Jeanine Baron

Sculpture

Le nouveau pari

Le nouveau pari de la sculpture contemporaine semble se jouer entre Richard Serra, d'une part, et Anne et Patrick Poirier, d'autre part.

Serra est américain. Admirateur de Brancusi, il a choisi de défier l'équilibre. Géante, ou non, l'œuvre doit tenir comme un château de cartes. Il utilise divers matériaux avant d'en venir à ses immenses pièces de métal, assemblées sans soudure et sans support, disposées de telle sorte que la forme change selon le point de vue du spectateur : sculptures en plaque, en cône, en courbe, à visiter, à pénétrer ; machines à décoder le temps, le mouvement, l'échelle du réel.

À ce baroque austère s'oppose le baroque faussement classique d'Anne et Patrick Poirier, qui inventent une archéologie, relèvent l'empreinte de la terre, reconstituent les cicatrices laissées par le temps, mettent en scène des signes de permanence et de fragilité, réveillent la mémoire des grands mythes.

Les paysages foudroyés qu'ils imaginent, les ruines, les colonnes brisées, les géants invitent à un voyage entre les civilisations dans le grand silence de l'univers. Voyage décalé entre la beauté et l'enfer, la sécurité et la mort, le réel et le simulacre.

Une autre sculpture venue de Grande-Bretagne, dans les années 70, poursuit son chemin et crée, elle aussi, ses propres archéologies. Ces nouveaux sculpteurs, qui utilisent essentiellement des matériaux et des objets de récupération, mêlent les héritages du dadaïsme, du surréalisme, du pop'art, de l'Art pauvre... Ils détournent l'objet au gré de leur humour et de leur imagination : d'un amas de revues, David Mach fait un sous-marin ou une tour Eiffel. À l'aide de faïence, Tony Gragg construit un tableau précieux. Ces sculpteurs aiment le jeu, l'insolite, l'éphémère, le gratuit. Ils considèrent l'objet comme le signe d'une culture.

La sculpture, comme la peinture, a ses nouveaux fauves, ses figuratifs, ses symbolistes, ses modernes et ses postmodernes et ceux qui synthétisent toutes les classifications.

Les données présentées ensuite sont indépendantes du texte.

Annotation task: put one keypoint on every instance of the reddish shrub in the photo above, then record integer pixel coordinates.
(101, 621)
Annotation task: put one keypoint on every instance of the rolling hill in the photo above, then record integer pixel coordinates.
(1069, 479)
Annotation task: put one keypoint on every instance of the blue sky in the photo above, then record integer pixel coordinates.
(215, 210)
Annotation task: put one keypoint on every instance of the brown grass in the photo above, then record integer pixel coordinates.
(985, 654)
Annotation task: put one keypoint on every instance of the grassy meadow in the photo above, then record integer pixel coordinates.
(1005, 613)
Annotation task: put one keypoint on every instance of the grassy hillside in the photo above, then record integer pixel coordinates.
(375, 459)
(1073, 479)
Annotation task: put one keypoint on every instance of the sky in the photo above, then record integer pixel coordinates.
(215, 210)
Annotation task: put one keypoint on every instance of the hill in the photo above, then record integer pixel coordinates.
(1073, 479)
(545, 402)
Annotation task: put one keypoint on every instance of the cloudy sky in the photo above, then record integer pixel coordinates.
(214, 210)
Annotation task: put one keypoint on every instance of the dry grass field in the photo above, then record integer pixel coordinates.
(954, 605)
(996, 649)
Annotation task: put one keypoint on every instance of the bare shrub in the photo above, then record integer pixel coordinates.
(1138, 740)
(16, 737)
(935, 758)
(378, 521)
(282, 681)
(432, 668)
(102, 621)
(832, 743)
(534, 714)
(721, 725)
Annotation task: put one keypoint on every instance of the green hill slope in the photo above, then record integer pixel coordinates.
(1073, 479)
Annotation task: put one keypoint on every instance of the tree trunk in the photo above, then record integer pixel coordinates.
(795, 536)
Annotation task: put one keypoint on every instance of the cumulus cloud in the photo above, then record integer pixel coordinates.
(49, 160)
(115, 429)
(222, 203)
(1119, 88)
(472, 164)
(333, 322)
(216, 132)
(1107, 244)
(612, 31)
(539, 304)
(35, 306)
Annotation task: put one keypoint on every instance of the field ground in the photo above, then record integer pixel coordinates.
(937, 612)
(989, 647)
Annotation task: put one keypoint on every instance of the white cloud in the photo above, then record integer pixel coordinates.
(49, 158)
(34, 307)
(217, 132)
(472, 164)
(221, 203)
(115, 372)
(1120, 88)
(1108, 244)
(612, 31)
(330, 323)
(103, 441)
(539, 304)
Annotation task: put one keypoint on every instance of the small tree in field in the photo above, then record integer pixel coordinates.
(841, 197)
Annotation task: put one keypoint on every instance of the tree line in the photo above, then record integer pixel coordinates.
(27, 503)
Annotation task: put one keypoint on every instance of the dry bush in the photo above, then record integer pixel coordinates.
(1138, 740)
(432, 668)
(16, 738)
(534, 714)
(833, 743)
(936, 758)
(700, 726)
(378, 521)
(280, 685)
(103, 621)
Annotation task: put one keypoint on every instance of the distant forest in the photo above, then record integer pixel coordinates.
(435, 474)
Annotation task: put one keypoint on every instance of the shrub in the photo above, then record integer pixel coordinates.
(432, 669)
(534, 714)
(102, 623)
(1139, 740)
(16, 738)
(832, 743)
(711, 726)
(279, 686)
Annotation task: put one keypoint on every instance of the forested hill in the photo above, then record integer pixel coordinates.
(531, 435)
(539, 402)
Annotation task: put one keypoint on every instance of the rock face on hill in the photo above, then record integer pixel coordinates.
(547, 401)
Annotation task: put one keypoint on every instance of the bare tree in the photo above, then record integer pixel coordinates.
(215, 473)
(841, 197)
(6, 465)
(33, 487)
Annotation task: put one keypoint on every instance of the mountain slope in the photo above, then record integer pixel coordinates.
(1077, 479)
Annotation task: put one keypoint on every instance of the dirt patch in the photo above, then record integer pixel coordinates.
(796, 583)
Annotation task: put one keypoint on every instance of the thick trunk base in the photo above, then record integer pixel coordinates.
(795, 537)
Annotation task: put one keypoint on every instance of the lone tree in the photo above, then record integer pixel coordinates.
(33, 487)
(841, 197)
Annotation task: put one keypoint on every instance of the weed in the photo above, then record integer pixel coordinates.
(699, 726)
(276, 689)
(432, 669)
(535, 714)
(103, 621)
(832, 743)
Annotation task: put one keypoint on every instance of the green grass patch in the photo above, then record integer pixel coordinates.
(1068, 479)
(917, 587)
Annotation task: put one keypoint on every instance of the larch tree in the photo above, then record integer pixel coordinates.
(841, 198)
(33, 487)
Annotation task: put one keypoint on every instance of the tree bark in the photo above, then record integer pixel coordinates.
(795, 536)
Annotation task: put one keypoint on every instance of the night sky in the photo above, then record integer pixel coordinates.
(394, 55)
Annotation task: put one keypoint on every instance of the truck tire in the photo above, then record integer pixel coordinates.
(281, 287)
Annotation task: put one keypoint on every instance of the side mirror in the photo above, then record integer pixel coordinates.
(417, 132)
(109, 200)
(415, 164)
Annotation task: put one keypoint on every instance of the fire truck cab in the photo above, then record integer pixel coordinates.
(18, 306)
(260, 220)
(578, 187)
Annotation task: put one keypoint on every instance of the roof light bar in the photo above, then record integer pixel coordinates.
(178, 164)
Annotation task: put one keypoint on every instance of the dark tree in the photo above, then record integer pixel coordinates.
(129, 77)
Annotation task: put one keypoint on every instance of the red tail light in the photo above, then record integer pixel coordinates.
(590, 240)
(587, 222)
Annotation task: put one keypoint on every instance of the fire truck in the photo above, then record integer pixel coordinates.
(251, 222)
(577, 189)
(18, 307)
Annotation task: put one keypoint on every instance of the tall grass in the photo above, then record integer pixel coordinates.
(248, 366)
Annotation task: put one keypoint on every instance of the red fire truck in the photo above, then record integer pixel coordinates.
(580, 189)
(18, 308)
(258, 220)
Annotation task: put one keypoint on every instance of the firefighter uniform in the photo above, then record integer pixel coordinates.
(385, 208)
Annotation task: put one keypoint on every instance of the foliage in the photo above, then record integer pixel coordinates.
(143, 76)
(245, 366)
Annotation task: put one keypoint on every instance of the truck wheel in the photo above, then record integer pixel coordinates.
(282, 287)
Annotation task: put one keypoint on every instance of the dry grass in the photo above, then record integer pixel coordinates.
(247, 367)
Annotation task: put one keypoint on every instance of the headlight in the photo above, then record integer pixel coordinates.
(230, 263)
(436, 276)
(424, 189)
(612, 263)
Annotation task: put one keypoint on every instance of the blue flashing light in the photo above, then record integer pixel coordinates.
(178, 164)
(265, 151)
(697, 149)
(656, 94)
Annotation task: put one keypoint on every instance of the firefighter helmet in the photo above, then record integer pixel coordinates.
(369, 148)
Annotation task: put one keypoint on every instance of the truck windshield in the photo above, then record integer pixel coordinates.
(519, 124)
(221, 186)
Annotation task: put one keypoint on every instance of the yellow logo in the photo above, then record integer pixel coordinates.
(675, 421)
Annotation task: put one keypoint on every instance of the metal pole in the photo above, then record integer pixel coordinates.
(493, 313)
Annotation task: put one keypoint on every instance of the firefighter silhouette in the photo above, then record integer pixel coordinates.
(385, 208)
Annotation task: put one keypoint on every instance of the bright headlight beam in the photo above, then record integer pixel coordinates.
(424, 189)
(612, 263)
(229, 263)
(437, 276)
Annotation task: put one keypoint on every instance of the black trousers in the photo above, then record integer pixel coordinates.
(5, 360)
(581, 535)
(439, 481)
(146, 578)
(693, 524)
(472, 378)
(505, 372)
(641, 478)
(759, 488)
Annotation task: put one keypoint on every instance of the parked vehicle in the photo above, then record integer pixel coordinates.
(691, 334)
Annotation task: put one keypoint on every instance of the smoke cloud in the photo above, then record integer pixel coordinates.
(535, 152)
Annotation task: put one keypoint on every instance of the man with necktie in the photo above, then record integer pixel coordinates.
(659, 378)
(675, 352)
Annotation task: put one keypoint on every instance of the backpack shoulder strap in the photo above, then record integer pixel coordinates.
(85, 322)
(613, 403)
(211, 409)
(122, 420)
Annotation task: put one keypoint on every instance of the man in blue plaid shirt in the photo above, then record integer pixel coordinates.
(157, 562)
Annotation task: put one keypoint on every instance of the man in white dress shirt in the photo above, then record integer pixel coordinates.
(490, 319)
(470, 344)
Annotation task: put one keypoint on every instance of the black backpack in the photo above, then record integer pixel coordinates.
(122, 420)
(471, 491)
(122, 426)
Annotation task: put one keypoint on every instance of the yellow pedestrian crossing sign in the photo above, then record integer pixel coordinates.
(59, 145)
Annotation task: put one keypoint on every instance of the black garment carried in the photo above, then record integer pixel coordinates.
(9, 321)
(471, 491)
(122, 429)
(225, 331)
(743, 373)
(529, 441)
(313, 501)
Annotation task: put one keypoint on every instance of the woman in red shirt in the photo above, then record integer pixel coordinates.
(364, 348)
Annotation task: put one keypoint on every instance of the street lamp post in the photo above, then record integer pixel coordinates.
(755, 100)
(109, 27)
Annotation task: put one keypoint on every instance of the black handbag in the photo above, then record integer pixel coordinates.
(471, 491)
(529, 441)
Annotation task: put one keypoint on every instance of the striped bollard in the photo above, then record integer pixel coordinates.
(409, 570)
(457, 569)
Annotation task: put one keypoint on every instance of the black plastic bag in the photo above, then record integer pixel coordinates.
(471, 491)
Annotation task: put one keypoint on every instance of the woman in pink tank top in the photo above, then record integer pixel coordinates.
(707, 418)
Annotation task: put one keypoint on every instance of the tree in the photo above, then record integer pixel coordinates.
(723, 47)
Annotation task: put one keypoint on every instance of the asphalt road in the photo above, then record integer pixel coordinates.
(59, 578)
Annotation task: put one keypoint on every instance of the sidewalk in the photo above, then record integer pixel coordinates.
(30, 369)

Jean Tinguely et Nicki de Saint-Phalle, par exemple. Eux aussi utilisent des matériaux de récupération. Eux aussi aiment le jeu et l'humour. Si la fontaine, qu'ils ont créée au pied du Centre Georges-Pompidou à Paris, est si vite devenue un lieu d'attraction, c'est qu'elle joue à merveille son rôle d'objet d'art : hommage à Stravinski, elle mêle les jeux de l'eau à ses jeux de baladins.

Jeanine Baron

Ventes

Intérêt pour les curiosités

Entre l'optimisme et la morosité, l'évolution du marché de l'art au cours de l'année se manifeste de façon fort différente selon qu'on l'observe de New York ou de Paris. La vigueur de la reprise aux États-Unis et la stagnation des affaires du côté français montrent une fois de plus que le négoce des œuvres d'art dépend étroitement de la santé économique des pays considérés.

Le chiffre d'affaires des géants qui dominent le marché de l'art a connu une progression beaucoup plus forte que celui des commissaires-priseurs français et c'est en Amérique qu'ont lieu les ventes les plus spectaculaires. Ces considérations s'illustrent par des chiffres significatifs.

Sotheby qui reste le numéro un mondial avec un produit de 273 millions de livres pour l'exercice 1982-1983 (environ 3 milliards de F) a surmonté ses difficultés financières. Dans ce total, les ventes de New York dépassent nettement le chiffre de Londres (125 millions de livres contre 106).

Avec un chiffre d'affaires mondial de 230 millions de livres (2 milliards 760 millions de F), Christie's, la plus ancienne maison de vente britannique, enregistre une progression de 33 %, et, là aussi, le produit des ventes américaines (92 millions de livres) est en forte hausse.

À Paris, en attendant la publication des chiffres officiels, on s'estime satisfait d'une hausse de l'ordre de 14 % pour 1982, qui a permis aux 86 commissaires-priseurs parisiens de faire passer leur chiffre d'affaires total au-dessus du milliard de F. Cette progression est due en partie à des achats américains dans les ventes de prestige, aussi bien pour les tableaux modernes que pour les meubles du xviiie, et d'une façon générale pour toute marchandise de haut de gamme de caractère international. Il est vrai qu'avec un dollar à plus de 8 F en moyenne (aux cours de 1983) les acheteurs venus d'Amérique sont favorisés.